Many people think that weight loss is hard or complicated (or both). And in many ways it is. Never before in the history of time have we had such immediate and easy access to food. Coupled with that is our increasingly sedentary type of lifestyle, which is often combined with work pressures, busy family commitments, and the all-round general “business” of life. None of this bodes well for our health or body weight goals.

Most weight loss programs out there suggest that you have to:

  • Severely restrict your calories.
  • Deny yourself food groups (dairy, wheat, fat).
  • Eat only prepackaged “diet” food.
  • Get injections or ingest drops.
  • Dance naked under the moonlight while sprinkling pixie dust and praying to the weight loss gods that be to grant you your ‘ideal body’… okay…I made that one up but honestly most diets out there are just that nutty!!


I don’t agree with any of the above. My take on this is we simply need to become more mindful of how much food we’re eating each day. And eat less. I don’t mean restrict or severely limit. I mean simply start paying attention and thinking about how much you consume.

Here are 10 practical tips for simply eating a little bit less:

  1. While you’re slicing that avocado to put in your salad don’t eat the other half, (same goes for anything else you’re cooking).
  2. If you feel like grabbing some almonds for a snack take 15, not one cup.
  3. While packing your kids’ snack, skip shoving 4 prunes back in two seconds flat.
  4. Also, stop eating your kids’ leftovers. First…yuck. Second, you deserve to have quality food. Not slobbered on, half-chewed bits.
  5. Only have 1 latte a day, not two, or three. Better yet, switch to coffee or tea.
  6. Ditto for the wine – have one glass, not the whole bottle.
  7. Don’t make pasta your main course – it’s meant to be a side dish.
  8. Write down everything you eat – whoa – this can be a shocking.
  9. Don’t eat while watching TV or doing anything involving screen time (work, creeping on FB, etc.).
  10. Never, ever supersize anything – unless you’re a 10’6” giant – then go ahead.
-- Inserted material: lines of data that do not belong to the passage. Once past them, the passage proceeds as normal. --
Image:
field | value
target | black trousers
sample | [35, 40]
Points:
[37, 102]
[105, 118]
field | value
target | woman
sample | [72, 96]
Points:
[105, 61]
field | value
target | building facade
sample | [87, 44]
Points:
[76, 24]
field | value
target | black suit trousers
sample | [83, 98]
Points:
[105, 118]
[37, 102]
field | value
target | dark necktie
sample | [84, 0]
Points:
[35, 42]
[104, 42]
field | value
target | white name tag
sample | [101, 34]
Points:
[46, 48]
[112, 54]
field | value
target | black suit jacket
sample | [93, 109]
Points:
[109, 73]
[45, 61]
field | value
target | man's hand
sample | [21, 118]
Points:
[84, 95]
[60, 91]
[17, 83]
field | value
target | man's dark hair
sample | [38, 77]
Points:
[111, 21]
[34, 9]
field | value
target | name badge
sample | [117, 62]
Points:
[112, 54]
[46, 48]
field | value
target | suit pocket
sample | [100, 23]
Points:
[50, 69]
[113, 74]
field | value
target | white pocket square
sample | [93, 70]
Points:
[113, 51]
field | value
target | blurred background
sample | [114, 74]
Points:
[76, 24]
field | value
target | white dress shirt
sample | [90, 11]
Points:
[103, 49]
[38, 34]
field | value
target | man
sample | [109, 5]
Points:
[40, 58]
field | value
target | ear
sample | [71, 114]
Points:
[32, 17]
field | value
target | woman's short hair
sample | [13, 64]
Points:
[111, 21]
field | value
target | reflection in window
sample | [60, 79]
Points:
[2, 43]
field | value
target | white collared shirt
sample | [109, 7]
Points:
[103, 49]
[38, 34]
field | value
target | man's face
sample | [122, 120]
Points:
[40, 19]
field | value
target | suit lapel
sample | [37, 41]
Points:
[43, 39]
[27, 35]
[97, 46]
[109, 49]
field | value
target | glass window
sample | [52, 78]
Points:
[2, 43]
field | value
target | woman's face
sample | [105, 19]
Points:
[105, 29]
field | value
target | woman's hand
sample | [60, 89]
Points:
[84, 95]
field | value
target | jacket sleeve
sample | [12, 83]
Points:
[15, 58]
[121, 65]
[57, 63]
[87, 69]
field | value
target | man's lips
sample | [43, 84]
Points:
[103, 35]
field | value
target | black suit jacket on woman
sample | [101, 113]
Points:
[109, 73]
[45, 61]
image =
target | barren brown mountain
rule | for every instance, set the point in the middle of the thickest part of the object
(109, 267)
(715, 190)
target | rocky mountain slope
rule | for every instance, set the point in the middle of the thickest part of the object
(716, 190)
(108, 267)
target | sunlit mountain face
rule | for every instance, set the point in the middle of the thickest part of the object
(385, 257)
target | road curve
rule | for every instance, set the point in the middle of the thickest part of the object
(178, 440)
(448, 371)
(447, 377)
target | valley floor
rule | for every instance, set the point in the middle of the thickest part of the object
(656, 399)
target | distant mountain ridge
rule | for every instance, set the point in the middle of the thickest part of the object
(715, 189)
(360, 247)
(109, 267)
True sustainable weight loss starts with making little changes to your habit and lifestyle. Cutting out a couple hundred calories a day by decreasing a few forkfuls, spoonfuls and/or handfuls is an easy way to start down the weight loss path.

Have any more suggestions? Or better yet, any questions? I’d love to hear them. Drop into the comment box below and let’s add to this list!

Click below to get my *free* ebook and learn five things you can start doing today to outsmart your fat cells and start losing weight.

By | 2017-10-01T07:47:05-07:00 June 28th, 2013|Energy, Uncategorized|2 Comments

About the Author:

Jennifer coaches busy, successful women with imperfect lives who want to look and feel amazing from the inside out. With her tried-and-proven weight loss method—ENERGY to Thrive™—Jennifer takes the fascinating science of physiological transformation and breaks it down into six empowering steps.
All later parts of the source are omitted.